Pfizer and its German partner BioNTech argued that broader boosters could help tamp down infections at a critical period.

“We have absolutely no chance in the current situation to control the pandemic without providing boosters to everyone,” BioNTech CEO Ugur Sahin told reporters during a visit to Washington last week.

The companies studied 10,000 adults of all ages and found that a booster restored protection against symptomatic infections to about 95% even while the extra-contagious delta variant was surging. It’s too soon to know if that high level of protection will last longer after a third shot than after the second, something Sahin said the companies will carefully track.

Backing up that evidence, Britain released real-world data showing the same jump in protection once it began offering boosters to middle-aged and older adults.
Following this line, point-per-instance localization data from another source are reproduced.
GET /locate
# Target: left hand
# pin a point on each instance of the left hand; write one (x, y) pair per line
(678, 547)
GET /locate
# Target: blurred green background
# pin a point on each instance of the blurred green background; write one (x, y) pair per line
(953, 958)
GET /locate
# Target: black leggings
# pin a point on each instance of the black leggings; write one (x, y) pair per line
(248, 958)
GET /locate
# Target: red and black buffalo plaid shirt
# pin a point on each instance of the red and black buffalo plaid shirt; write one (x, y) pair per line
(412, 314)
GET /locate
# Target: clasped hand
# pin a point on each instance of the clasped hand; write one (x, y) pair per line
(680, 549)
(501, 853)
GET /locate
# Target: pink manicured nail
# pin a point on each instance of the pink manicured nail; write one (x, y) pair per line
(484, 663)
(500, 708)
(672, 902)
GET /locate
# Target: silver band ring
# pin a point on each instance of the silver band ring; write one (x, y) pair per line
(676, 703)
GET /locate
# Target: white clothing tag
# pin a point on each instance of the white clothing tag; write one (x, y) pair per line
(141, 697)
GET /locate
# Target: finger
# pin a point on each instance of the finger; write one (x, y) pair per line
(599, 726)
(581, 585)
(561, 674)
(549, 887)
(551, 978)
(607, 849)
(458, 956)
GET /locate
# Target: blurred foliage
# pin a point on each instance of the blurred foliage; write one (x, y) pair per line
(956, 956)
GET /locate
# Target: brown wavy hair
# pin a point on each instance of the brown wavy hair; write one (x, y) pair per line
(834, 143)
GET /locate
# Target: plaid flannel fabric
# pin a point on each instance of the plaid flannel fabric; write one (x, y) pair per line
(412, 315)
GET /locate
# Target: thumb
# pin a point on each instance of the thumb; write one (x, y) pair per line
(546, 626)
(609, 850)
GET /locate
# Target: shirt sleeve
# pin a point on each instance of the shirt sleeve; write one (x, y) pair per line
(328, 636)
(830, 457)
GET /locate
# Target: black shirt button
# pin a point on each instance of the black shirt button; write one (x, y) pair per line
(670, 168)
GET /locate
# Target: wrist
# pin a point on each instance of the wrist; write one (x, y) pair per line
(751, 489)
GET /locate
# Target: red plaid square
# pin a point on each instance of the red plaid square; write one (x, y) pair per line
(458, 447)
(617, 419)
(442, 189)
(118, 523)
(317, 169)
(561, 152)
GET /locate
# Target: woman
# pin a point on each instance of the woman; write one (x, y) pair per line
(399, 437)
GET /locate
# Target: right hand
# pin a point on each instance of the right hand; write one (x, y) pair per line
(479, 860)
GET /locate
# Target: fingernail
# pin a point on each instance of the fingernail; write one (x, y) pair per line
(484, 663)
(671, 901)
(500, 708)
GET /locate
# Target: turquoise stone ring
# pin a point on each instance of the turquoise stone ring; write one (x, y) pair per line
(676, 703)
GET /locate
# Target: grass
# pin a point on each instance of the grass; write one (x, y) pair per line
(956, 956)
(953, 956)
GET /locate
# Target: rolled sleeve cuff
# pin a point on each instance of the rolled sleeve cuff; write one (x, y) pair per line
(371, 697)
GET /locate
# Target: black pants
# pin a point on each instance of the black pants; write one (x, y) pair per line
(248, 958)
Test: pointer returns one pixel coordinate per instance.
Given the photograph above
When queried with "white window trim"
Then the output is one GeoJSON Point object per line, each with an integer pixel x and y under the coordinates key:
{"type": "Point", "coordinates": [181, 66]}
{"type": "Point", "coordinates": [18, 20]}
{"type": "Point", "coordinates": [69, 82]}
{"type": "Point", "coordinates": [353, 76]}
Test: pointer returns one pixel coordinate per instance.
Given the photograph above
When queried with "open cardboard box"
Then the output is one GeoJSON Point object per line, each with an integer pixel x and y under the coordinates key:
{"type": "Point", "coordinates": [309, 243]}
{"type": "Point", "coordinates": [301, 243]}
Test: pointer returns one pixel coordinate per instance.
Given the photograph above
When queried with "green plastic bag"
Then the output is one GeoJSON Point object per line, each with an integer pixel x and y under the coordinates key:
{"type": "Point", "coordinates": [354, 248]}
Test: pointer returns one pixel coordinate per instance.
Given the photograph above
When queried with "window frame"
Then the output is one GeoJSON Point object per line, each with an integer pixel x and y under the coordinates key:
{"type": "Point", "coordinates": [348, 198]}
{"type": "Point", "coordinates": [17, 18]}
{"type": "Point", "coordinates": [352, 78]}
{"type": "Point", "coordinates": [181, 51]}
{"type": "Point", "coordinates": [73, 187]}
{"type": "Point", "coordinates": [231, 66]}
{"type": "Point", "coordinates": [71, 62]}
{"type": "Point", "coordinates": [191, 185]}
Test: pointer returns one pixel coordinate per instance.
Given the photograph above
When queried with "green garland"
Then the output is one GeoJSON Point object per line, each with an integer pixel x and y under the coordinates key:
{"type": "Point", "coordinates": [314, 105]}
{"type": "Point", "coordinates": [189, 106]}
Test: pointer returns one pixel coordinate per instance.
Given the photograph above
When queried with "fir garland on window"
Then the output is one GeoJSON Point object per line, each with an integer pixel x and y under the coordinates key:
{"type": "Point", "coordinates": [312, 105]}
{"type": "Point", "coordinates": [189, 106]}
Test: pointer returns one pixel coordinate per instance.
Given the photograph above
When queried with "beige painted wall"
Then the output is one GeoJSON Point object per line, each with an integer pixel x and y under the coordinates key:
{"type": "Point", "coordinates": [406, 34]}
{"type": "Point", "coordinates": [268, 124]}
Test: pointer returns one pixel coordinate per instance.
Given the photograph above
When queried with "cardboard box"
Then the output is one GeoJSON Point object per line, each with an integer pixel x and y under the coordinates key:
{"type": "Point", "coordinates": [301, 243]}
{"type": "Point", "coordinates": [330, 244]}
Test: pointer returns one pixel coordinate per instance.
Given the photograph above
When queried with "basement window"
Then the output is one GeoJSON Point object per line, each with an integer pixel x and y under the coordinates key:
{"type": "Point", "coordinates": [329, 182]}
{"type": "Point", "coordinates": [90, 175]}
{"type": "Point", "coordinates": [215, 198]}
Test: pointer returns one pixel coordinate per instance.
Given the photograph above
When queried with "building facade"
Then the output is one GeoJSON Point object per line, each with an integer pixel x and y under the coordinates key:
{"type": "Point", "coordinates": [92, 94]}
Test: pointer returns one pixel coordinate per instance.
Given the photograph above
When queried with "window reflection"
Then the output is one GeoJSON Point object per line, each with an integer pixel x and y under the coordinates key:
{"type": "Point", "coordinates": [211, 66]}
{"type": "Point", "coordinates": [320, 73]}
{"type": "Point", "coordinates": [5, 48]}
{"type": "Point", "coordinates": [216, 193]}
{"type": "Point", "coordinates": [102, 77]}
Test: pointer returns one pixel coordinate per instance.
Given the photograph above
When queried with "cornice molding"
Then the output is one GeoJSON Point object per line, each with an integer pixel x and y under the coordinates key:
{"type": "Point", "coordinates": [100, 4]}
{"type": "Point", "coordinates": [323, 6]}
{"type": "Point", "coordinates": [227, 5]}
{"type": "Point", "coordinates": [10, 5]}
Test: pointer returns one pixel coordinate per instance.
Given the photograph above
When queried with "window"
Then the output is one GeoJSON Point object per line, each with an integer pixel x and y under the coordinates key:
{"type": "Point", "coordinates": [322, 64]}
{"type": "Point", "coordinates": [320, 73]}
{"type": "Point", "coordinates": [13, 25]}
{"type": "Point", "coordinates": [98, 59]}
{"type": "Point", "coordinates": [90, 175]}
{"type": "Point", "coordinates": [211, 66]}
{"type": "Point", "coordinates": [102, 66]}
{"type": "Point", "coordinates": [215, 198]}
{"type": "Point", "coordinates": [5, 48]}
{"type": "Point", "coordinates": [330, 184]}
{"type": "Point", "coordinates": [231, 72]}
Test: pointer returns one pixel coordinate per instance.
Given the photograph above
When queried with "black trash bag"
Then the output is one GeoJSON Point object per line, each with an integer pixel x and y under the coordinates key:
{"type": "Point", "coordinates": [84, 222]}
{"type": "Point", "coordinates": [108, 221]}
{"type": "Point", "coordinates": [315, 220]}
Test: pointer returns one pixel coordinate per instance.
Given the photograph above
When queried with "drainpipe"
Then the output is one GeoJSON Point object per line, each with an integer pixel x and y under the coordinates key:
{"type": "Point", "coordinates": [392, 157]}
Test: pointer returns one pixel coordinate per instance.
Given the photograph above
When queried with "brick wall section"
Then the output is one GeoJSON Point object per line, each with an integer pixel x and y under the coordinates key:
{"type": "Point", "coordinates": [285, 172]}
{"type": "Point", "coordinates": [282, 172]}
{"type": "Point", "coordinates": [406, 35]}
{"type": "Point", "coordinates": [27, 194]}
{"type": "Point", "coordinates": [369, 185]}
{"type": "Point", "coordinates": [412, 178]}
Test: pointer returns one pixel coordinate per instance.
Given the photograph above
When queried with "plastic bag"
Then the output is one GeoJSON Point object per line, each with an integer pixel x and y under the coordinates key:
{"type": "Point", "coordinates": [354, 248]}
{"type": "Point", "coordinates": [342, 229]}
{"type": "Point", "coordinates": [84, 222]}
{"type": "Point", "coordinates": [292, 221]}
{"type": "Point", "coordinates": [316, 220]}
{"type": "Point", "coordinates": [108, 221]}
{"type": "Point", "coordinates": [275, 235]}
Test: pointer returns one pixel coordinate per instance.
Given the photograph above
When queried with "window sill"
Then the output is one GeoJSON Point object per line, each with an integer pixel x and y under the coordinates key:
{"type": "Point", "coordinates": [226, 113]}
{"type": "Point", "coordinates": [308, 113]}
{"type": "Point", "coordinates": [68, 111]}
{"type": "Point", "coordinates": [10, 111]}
Israel has credited widespread boosters for helping to beat back another wave of the virus in that country.

More than 195 million Americans are fully vaccinated, defined as having received two doses of the Pfizer or Moderna vaccines or the single-dose Johnson & Johnson vaccine. More than 30 million already have received a booster.

Before the expansion, people who received the Pfizer or Moderna vaccinations were eligible for a third dose if they’re elderly or at high risk of COVID-19 because of health problems or their jobs or living conditions. Because a single J&J shot hasn’t proven as effective as its two-dose competitors, any J&J recipient can get a booster at least two months later.

But people who don’t meet the criteria can score an extra shot because many vaccine sites don’t check qualifications.

The FDA previously ruled that people getting a booster can receive a different brand from the vaccine they received initially.

Some experts worry that all the attention to boosters may harm efforts to reach the 60 million Americans who are eligible for vaccinations but haven’t gotten the shots. There’s also growing concern that rich countries are offering widespread boosters when poor countries haven’t been able to vaccinate more than a small fraction of their populations.